Так что ж, Богу плюнуть и заняться Своими делами? Он с нами и так, и сяк… То землю даст, то эту землю из-под ног выдернет и в Вавилон сошлёт, то к сердцу прижмёт, то римлян пришлёт.
Так это потому, что Бог на нас реагирует. Вот мы на Бога не очень реагируем, отсюда и проблемы. Из двух участников договора с Авраамом один явно глуховат, подслеповат, да ещё и преувеличивает свою глухоту, чтобы не тратить время на попрошаек.
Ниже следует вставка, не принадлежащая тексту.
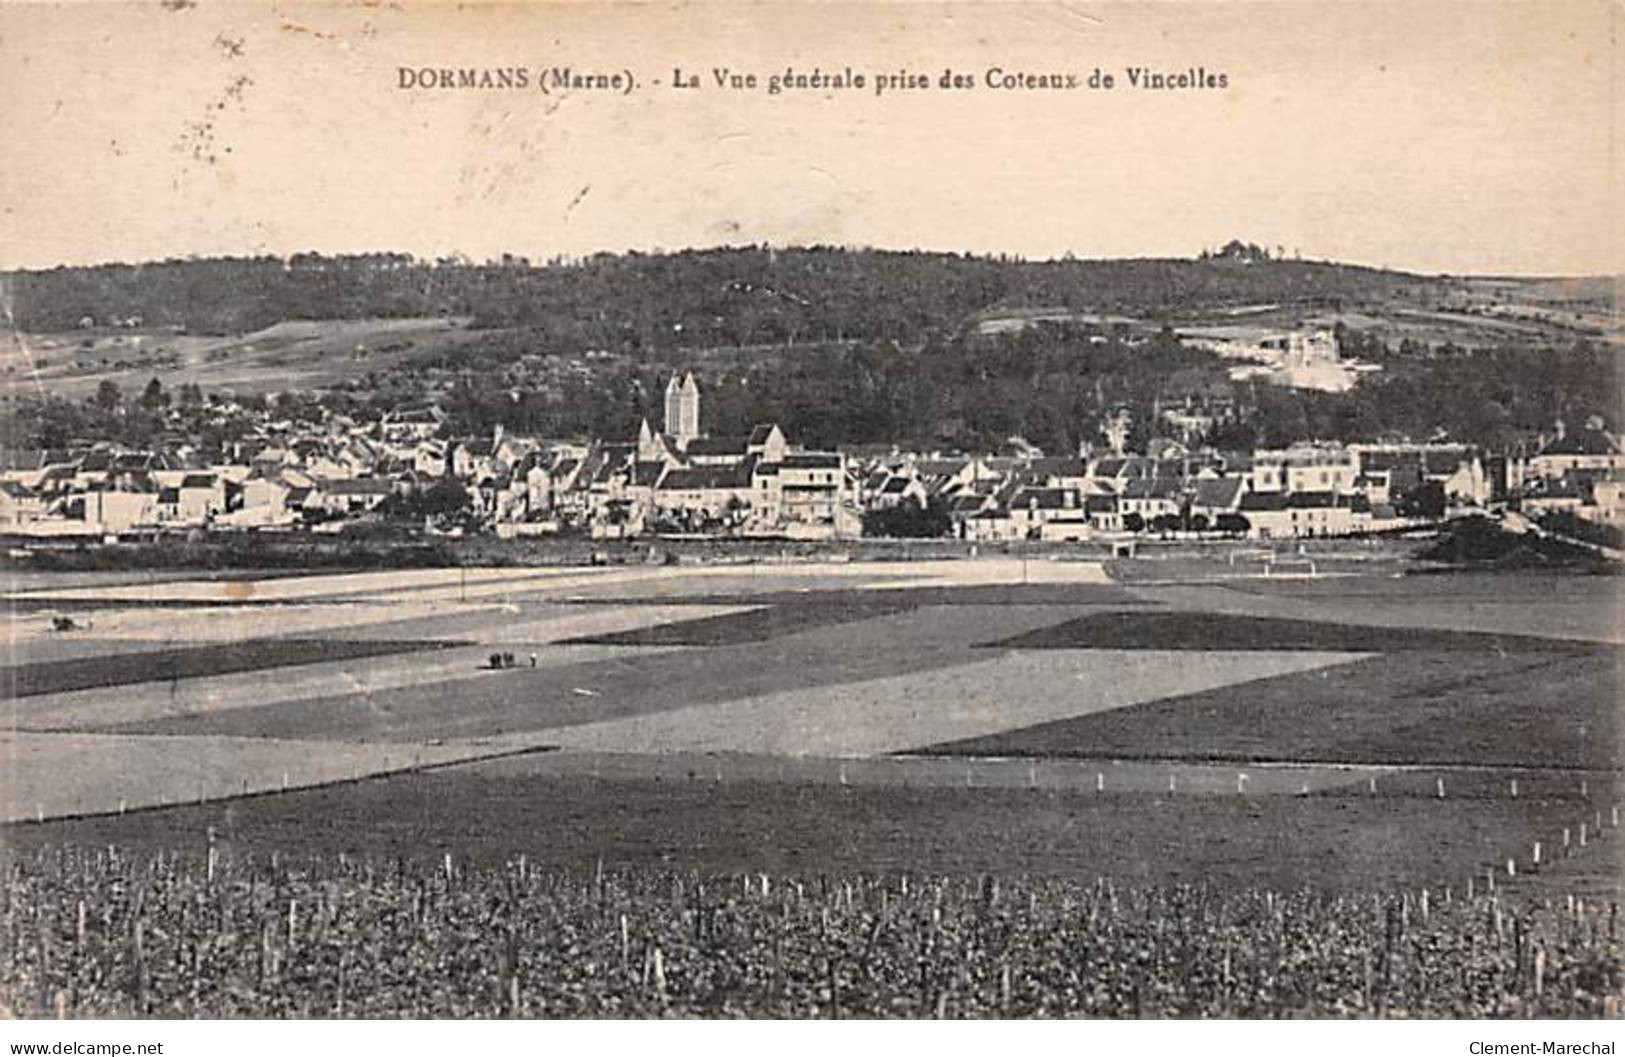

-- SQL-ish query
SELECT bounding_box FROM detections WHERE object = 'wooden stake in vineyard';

[259,921,273,987]
[132,918,149,1015]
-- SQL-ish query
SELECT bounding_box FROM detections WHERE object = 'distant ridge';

[3,246,1435,339]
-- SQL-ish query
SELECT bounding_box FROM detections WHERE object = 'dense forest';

[7,246,1428,340]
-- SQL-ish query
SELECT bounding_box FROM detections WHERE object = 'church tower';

[636,417,662,462]
[665,372,700,445]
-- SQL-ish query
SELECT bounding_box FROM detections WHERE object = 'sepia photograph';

[1,0,1622,1032]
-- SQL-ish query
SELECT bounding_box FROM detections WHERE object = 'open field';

[0,732,552,822]
[517,649,1367,757]
[84,603,1128,742]
[971,272,1621,351]
[5,771,1611,895]
[7,558,1113,605]
[3,638,459,699]
[1130,578,1623,646]
[0,568,321,595]
[0,317,482,400]
[2,645,673,733]
[928,649,1619,770]
[987,610,1587,653]
[2,561,1620,885]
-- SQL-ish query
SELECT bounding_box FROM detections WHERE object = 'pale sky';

[1,1,1620,275]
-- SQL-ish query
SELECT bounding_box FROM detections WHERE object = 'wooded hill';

[7,246,1433,344]
[7,248,1618,455]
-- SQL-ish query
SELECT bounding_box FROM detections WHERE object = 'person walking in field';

[529,652,537,668]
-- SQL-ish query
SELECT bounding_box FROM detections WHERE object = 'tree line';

[8,247,1427,341]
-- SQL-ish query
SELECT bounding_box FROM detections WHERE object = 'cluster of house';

[2,374,1622,544]
[861,419,1623,542]
[861,440,1467,542]
[1506,417,1625,527]
[0,374,860,542]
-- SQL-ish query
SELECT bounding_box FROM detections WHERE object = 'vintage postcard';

[1,0,1621,1033]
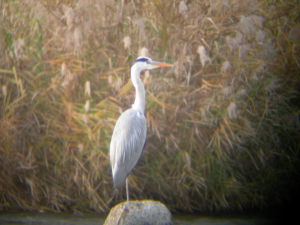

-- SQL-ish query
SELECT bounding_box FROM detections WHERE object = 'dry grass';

[0,0,299,213]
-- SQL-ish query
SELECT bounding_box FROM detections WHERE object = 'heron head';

[132,56,173,72]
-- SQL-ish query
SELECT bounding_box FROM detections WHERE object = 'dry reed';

[0,0,299,213]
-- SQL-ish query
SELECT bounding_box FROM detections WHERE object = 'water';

[0,213,103,225]
[0,212,269,225]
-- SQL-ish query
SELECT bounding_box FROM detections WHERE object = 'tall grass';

[0,0,299,213]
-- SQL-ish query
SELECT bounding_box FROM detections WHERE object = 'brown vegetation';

[0,0,299,213]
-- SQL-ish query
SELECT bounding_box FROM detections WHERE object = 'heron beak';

[151,61,173,69]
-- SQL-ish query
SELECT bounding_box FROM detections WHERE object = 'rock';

[104,200,173,225]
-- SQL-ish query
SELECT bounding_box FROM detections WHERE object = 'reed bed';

[0,0,299,213]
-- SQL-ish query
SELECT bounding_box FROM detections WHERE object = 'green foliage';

[0,0,299,213]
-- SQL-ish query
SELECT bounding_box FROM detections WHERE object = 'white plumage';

[109,56,172,200]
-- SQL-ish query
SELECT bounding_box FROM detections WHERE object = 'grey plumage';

[109,56,172,200]
[110,108,146,188]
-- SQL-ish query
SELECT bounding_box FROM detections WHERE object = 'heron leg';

[126,178,130,201]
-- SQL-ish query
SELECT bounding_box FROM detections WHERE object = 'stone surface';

[104,200,172,225]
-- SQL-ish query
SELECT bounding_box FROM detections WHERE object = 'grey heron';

[109,56,172,201]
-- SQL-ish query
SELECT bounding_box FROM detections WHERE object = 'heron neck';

[131,66,145,113]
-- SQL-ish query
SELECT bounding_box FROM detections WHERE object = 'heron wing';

[109,108,147,188]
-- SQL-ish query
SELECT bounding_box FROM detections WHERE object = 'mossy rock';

[104,200,172,225]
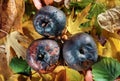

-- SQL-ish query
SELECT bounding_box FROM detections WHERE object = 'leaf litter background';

[0,0,120,81]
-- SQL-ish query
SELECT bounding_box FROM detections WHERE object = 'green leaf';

[9,57,31,76]
[81,2,106,28]
[88,2,106,19]
[70,0,94,9]
[92,57,120,81]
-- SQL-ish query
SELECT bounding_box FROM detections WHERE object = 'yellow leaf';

[7,74,27,81]
[40,74,53,81]
[53,66,66,73]
[66,3,92,34]
[96,41,105,56]
[22,21,42,40]
[30,71,41,81]
[97,35,120,61]
[97,0,120,7]
[5,31,31,64]
[115,0,120,6]
[104,0,116,8]
[108,37,120,61]
[66,67,84,81]
[101,30,120,41]
[54,66,84,81]
[0,74,4,81]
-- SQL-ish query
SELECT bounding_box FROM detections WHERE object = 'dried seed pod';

[97,6,120,33]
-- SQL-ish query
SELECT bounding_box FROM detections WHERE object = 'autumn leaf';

[66,3,92,34]
[22,21,42,40]
[40,74,53,81]
[12,0,25,33]
[54,66,84,81]
[96,30,120,61]
[0,0,17,38]
[0,74,4,81]
[0,0,25,38]
[7,74,28,81]
[5,31,31,64]
[66,67,84,81]
[97,37,120,60]
[55,70,66,81]
[0,52,13,80]
[29,71,41,81]
[53,66,66,73]
[115,0,120,6]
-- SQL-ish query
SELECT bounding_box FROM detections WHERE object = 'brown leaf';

[0,0,25,38]
[0,0,17,38]
[0,53,13,81]
[12,0,25,33]
[55,70,67,81]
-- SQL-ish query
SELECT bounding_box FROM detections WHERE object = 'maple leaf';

[66,3,92,34]
[96,31,120,61]
[5,31,31,64]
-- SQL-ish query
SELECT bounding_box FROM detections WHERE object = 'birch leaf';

[5,31,31,64]
[66,3,92,34]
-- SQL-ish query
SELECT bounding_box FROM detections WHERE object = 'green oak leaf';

[9,57,31,76]
[92,57,120,81]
Свою книгу о жизни Израиля и всего человечества накануне Рождества отец Александр Мень назвал «На пороге Нового Завета». Да, это порог. Но это порог, который не вводит в дом, а выводит из дома, из гетто, из пещеры туда, где, собственно, и живёт Спасение и где нет ни евреев, ни римлян, ни рабов, ни свободных, но только рай и спасение для всех, потому что спасение не для всех это гибель.